We have a packed agenda.
Now, I want to take this moment to say thank you to all of our speakers, for their time and their expertise. I also want to say thank you to our event partners: Context, FT Strategies, Civicus and the Mozilla Foundation. Your support is so valued and appreciated. I’m excited that this year, our media partner is Devex, the platform for the global development community.
And of course, I want to thank our supporters. It’s because of their generosity that this event can be free to attend. And so, huge thanks to our Platinum Supporter, the People’s Postcode Lottery. We are incredibly grateful for your continued trust in us, and for your commitment to this initiative. I would also like to thank the Omidyar Network, and the Siegel Family Endowment. Your support is critical to the success of this event.
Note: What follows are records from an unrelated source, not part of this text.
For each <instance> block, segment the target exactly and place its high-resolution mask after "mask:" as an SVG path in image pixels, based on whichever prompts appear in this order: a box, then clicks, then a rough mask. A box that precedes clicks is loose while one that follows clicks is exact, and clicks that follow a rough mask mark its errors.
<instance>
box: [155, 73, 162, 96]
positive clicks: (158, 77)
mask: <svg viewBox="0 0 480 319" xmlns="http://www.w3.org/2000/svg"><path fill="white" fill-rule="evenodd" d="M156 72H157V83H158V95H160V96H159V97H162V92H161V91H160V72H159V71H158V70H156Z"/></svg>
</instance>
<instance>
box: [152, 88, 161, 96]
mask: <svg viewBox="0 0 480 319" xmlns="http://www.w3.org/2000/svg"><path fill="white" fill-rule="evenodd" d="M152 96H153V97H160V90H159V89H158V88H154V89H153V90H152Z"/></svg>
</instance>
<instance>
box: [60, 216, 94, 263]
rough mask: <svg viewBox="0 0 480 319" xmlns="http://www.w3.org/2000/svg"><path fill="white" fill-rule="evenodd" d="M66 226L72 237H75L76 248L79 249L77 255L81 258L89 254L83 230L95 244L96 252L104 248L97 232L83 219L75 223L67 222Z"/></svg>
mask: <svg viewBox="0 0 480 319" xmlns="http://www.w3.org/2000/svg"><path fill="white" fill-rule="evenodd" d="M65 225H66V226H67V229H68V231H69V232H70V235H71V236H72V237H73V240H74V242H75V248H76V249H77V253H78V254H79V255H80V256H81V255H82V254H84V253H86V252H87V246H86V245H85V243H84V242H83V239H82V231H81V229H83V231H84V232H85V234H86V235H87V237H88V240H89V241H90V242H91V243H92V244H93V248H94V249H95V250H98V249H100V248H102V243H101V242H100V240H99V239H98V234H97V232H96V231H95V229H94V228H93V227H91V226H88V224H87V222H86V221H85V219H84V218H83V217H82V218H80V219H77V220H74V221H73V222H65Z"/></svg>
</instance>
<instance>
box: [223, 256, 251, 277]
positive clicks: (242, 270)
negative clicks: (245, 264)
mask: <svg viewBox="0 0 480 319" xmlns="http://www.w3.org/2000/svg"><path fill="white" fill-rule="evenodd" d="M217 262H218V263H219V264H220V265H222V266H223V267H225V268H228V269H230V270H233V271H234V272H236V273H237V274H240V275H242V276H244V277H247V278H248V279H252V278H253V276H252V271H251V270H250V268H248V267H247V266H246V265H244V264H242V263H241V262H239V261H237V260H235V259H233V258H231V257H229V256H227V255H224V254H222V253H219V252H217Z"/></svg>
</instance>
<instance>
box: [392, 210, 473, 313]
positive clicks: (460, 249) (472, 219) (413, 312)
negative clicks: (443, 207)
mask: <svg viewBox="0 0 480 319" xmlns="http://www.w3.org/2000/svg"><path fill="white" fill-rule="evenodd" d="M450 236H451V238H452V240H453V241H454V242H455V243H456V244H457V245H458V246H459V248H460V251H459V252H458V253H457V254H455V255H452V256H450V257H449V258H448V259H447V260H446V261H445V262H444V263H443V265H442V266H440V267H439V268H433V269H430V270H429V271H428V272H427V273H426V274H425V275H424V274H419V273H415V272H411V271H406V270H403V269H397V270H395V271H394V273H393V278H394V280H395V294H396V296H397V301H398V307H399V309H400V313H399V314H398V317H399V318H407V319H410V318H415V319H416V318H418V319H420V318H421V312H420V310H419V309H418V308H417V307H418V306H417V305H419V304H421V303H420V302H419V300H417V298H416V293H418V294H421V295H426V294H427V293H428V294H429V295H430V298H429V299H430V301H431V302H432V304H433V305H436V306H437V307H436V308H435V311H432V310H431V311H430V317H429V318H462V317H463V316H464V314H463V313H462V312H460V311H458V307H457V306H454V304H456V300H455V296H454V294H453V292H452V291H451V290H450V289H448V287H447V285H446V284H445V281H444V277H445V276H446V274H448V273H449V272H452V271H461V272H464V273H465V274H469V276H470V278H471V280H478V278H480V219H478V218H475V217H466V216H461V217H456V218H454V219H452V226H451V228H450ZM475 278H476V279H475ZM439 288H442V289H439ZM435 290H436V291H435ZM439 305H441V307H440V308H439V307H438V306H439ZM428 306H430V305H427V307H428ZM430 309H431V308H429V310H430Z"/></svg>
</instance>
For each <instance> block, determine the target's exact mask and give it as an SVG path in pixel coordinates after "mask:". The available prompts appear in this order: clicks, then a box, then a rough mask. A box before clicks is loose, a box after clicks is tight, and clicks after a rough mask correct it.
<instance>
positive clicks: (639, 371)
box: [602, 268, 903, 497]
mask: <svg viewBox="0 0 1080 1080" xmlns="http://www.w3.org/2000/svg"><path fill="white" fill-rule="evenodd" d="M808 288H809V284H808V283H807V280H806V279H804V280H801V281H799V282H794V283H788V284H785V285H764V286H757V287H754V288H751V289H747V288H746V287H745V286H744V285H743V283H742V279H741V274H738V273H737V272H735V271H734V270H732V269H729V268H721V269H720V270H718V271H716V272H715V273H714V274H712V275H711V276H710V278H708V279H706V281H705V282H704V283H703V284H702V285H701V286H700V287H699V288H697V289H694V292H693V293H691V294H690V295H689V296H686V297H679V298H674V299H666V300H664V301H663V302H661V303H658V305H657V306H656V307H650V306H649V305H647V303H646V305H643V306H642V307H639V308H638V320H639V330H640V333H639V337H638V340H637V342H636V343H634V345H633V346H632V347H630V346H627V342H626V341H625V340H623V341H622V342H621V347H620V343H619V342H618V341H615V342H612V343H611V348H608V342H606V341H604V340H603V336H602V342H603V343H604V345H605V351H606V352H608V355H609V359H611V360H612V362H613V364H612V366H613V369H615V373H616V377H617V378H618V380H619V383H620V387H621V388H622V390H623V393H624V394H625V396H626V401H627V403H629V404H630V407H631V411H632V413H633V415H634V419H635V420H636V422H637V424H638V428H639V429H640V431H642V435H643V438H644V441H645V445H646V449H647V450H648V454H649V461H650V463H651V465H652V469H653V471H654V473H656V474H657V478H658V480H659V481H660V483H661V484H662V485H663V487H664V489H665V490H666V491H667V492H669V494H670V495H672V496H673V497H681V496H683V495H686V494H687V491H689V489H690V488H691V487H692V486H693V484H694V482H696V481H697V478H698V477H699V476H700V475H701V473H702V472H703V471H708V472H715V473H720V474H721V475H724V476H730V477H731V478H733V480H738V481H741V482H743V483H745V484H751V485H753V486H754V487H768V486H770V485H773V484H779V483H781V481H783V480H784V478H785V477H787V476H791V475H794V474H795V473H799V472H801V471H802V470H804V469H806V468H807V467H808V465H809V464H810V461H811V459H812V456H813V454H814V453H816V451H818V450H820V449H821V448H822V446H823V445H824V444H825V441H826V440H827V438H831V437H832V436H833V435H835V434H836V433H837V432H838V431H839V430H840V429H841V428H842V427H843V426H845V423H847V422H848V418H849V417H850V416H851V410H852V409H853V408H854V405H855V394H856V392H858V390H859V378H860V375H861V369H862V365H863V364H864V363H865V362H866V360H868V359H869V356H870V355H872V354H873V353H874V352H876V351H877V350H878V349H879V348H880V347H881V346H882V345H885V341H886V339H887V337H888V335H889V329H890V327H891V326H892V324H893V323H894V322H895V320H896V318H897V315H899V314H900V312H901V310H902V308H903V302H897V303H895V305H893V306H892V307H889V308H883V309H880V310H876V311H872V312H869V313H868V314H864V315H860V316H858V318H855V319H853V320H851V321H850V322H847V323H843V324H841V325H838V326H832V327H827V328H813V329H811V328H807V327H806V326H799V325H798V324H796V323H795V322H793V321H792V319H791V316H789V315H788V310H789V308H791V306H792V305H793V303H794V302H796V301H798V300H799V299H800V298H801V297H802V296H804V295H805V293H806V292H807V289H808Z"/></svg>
At the Thomson Reuters Foundation, we work every day to strengthen free, fair and informed societies, using our unique combination of legal and media expertise, alongside data intelligence. This conference is driven by a spirit of collaboration. We want to facilitate opportunities for our partners, friends and beneficiaries to come together and play a role in addressing some of the most critical issues of our time.
And so, thank you for being here and for playing your part. It’s never been more important.